As its name suggests, it prevents any leaks from damaging the concrete-joint structure. In the market, you’ll find a lot of options available. Here are some of them:

1. PVC

PVC stands for polyvinyl chloride. It is one of the most common materials for concrete waterstops as it provides many advantages. First, this material is not difficult to find. In fact, it is the third most produced synthetic plastic polymer in the world. Its demand will rise 3.2 percent per year until 2021.

Moreover, it is flexible. Elongating it is not a problem. Even when you stretch it, it does not lose its shape and does not damage its durability. It also has one of the highest tensile strengths.

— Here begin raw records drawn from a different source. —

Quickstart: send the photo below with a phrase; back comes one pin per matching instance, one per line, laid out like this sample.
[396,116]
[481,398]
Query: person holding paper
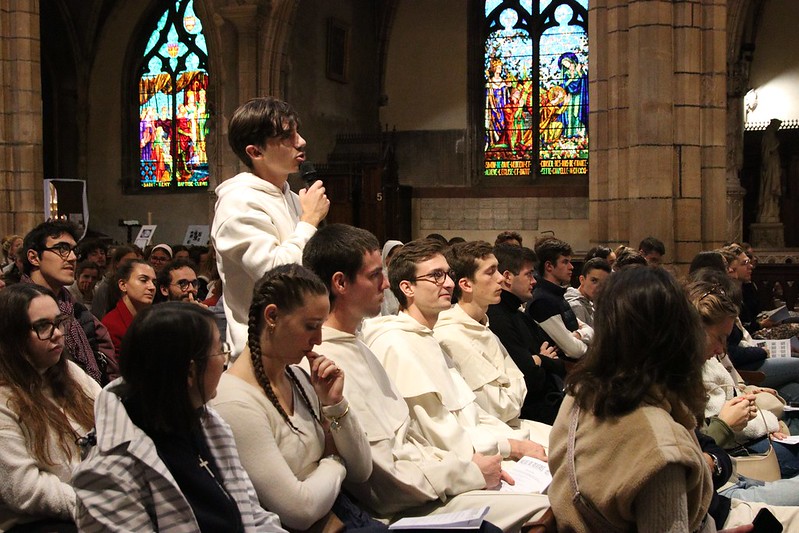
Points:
[410,475]
[623,452]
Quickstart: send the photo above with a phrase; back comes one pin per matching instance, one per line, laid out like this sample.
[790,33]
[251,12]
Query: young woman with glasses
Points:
[163,461]
[294,430]
[133,289]
[46,403]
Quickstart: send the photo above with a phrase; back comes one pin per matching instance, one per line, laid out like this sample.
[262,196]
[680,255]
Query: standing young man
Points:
[408,471]
[259,222]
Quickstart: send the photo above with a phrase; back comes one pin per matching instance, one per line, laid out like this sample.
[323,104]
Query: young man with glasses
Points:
[409,474]
[178,282]
[463,333]
[441,402]
[49,261]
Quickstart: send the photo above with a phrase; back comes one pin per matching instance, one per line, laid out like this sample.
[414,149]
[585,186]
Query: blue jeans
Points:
[780,371]
[781,492]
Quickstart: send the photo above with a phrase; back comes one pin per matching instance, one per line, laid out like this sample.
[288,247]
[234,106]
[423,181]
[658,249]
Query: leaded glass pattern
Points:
[173,113]
[536,50]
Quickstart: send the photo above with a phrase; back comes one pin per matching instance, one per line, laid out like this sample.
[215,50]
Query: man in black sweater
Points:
[523,339]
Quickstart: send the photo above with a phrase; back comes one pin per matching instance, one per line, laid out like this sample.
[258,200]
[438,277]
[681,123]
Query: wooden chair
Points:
[545,524]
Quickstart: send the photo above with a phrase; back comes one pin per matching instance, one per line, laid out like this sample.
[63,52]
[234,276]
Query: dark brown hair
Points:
[462,259]
[648,339]
[258,120]
[403,264]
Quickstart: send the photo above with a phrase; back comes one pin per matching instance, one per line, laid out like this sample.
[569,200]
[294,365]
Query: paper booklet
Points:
[776,348]
[531,476]
[468,519]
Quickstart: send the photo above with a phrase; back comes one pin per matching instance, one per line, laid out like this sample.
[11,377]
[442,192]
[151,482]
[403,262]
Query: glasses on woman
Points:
[437,276]
[224,352]
[44,328]
[184,284]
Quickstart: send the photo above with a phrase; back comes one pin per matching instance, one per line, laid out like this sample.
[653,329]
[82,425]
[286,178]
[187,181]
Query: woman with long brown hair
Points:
[296,435]
[623,451]
[46,403]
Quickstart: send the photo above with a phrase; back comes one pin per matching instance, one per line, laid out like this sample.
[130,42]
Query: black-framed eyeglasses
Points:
[715,289]
[438,277]
[225,352]
[63,249]
[44,328]
[184,284]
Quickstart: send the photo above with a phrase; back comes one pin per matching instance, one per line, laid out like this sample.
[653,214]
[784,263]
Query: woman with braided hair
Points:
[297,438]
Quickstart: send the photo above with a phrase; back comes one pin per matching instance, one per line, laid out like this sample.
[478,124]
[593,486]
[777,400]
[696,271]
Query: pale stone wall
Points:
[21,170]
[484,218]
[658,79]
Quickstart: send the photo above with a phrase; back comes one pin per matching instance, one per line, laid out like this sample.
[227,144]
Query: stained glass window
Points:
[536,50]
[173,115]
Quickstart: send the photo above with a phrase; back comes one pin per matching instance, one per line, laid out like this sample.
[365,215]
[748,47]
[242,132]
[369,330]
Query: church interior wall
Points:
[328,107]
[774,73]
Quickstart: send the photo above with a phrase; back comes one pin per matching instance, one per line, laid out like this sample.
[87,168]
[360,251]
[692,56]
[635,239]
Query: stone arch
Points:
[743,17]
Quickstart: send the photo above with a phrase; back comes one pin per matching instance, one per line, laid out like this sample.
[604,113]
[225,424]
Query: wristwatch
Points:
[716,465]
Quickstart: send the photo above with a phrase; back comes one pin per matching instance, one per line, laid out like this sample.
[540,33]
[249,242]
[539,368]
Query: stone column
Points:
[737,82]
[21,167]
[658,101]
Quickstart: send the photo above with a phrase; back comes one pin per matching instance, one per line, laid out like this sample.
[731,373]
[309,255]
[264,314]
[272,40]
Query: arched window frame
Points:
[538,23]
[137,60]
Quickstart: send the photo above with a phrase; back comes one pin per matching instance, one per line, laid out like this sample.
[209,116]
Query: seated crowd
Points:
[125,409]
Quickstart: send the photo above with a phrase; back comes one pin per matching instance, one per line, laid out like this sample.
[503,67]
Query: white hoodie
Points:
[442,406]
[256,227]
[483,362]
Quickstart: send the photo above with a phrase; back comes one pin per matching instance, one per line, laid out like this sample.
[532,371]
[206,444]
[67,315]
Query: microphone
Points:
[307,173]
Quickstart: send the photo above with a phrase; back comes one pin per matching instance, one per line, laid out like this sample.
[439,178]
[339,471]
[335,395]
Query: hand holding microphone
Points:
[313,200]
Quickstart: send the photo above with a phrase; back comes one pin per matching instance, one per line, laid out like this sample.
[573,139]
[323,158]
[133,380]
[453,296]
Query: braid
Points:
[293,377]
[257,363]
[284,286]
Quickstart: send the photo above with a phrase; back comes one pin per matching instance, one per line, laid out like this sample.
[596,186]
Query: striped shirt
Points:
[124,486]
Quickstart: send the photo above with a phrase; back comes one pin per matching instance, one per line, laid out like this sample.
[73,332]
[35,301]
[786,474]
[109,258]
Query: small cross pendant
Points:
[204,464]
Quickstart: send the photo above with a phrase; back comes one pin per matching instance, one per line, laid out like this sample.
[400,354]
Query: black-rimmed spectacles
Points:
[63,249]
[437,276]
[44,328]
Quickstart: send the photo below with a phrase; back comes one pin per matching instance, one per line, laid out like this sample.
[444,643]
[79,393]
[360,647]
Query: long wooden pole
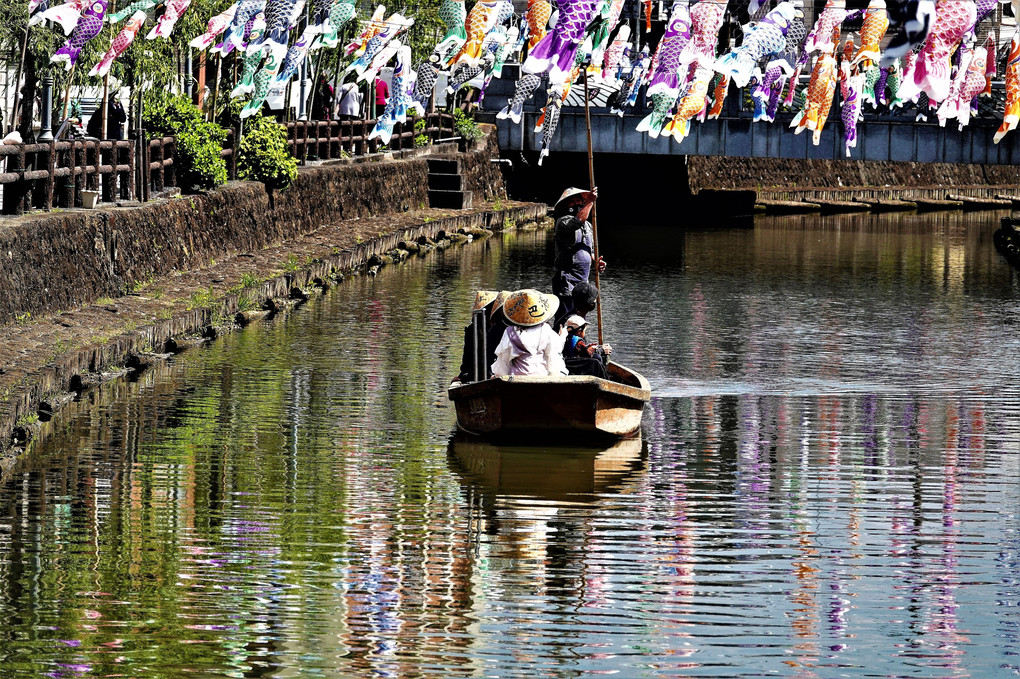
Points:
[104,107]
[217,60]
[595,223]
[70,81]
[17,83]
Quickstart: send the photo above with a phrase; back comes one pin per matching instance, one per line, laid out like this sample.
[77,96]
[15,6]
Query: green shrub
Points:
[199,144]
[263,155]
[420,139]
[466,126]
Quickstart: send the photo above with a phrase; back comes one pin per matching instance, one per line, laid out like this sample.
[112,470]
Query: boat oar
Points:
[595,223]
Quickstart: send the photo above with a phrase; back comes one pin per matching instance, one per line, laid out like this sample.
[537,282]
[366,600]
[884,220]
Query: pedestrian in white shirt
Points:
[529,346]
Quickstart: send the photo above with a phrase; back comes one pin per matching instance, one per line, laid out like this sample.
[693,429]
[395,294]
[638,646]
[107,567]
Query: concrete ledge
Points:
[888,205]
[786,207]
[80,348]
[840,207]
[932,204]
[980,203]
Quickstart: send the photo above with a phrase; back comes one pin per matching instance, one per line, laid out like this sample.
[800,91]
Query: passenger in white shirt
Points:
[529,346]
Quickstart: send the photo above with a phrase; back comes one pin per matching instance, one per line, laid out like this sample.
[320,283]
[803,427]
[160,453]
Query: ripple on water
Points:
[827,484]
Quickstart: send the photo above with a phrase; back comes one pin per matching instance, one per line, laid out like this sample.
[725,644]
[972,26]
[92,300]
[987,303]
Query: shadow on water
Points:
[576,475]
[827,483]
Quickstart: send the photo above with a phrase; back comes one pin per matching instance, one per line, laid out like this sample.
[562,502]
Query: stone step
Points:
[442,181]
[930,204]
[451,200]
[887,204]
[973,203]
[787,207]
[443,165]
[838,207]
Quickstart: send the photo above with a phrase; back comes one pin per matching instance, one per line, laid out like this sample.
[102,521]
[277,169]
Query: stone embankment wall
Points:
[786,179]
[71,261]
[60,260]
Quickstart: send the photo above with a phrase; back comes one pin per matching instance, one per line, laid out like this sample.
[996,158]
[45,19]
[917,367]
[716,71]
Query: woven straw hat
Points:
[571,192]
[498,302]
[574,322]
[529,307]
[482,298]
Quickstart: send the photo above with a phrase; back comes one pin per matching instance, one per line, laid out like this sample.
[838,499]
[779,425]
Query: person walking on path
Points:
[350,102]
[381,95]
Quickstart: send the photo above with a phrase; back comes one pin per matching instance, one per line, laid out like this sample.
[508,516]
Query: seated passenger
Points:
[580,357]
[529,347]
[583,298]
[487,300]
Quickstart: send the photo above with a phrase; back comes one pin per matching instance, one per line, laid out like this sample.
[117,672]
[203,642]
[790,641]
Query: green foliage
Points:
[263,155]
[199,142]
[421,139]
[465,125]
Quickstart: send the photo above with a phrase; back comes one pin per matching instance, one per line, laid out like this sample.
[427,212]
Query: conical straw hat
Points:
[498,303]
[574,191]
[529,307]
[482,298]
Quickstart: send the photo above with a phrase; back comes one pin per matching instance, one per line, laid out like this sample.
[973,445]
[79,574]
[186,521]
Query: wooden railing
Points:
[328,140]
[53,174]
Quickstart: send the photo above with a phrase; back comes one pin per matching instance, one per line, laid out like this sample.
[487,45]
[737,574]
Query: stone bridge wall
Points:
[56,261]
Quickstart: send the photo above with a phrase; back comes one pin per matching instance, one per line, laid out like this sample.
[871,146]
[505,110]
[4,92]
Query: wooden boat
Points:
[538,409]
[566,475]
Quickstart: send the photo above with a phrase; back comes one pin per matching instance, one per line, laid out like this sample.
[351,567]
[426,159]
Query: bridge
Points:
[881,136]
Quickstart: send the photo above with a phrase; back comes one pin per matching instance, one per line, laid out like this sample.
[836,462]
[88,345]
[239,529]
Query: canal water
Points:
[828,482]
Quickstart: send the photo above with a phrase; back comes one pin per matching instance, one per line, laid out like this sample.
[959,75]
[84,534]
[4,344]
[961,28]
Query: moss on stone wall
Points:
[57,261]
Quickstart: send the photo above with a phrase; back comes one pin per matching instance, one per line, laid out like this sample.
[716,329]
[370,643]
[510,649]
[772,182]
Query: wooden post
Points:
[13,194]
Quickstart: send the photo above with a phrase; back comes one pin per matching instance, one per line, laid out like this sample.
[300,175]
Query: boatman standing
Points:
[573,244]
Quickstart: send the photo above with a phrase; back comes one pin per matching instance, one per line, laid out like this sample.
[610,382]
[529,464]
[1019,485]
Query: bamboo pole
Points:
[218,61]
[595,223]
[105,107]
[17,82]
[70,81]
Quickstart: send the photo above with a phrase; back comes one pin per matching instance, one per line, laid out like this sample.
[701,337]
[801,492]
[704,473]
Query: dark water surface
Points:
[828,483]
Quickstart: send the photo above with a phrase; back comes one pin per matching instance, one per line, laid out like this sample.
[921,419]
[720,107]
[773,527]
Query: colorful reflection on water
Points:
[828,482]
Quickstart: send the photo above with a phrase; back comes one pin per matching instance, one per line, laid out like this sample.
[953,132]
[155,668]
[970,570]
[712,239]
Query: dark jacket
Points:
[573,245]
[493,336]
[115,118]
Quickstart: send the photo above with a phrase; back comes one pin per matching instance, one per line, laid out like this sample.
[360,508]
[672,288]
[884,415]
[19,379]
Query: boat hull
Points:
[539,408]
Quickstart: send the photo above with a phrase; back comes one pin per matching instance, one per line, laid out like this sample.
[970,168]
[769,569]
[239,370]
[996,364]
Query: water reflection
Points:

PVC also can resist different types of fluids. These include diesel oil and seawater. It does not react with acid, so it doesn’t experience corrosion or burning. If colours matter to the business, then companies can choose a wide variety of shades.

2. Rubber

Another common material for waterstops is rubber. One of its advantages is that there are many options to choose from. There are natural rubber and neoprene rubber. It can also be styrene butadiene rubber (SBR). It is the most in-demand type of rubber.

A rubber waterstop has a high elasticity and elongation quality. An SBR, on the other hand, is abrasion-resistant. For this reason, it can sustain its shape when poured with concrete.

Its ability to expand makes it ideal for environments where water pressure can change drastically — reservoirs and water treatment facilities, for example.

Some components of the SBR may be harmful to certain people. For those with health concerns, they can choose to use natural rubber.

Remember, though, that selecting the right material for water stops is half of the success. The other is the proper installation. Working closely with the contractors is still the best way to avoid water leaks.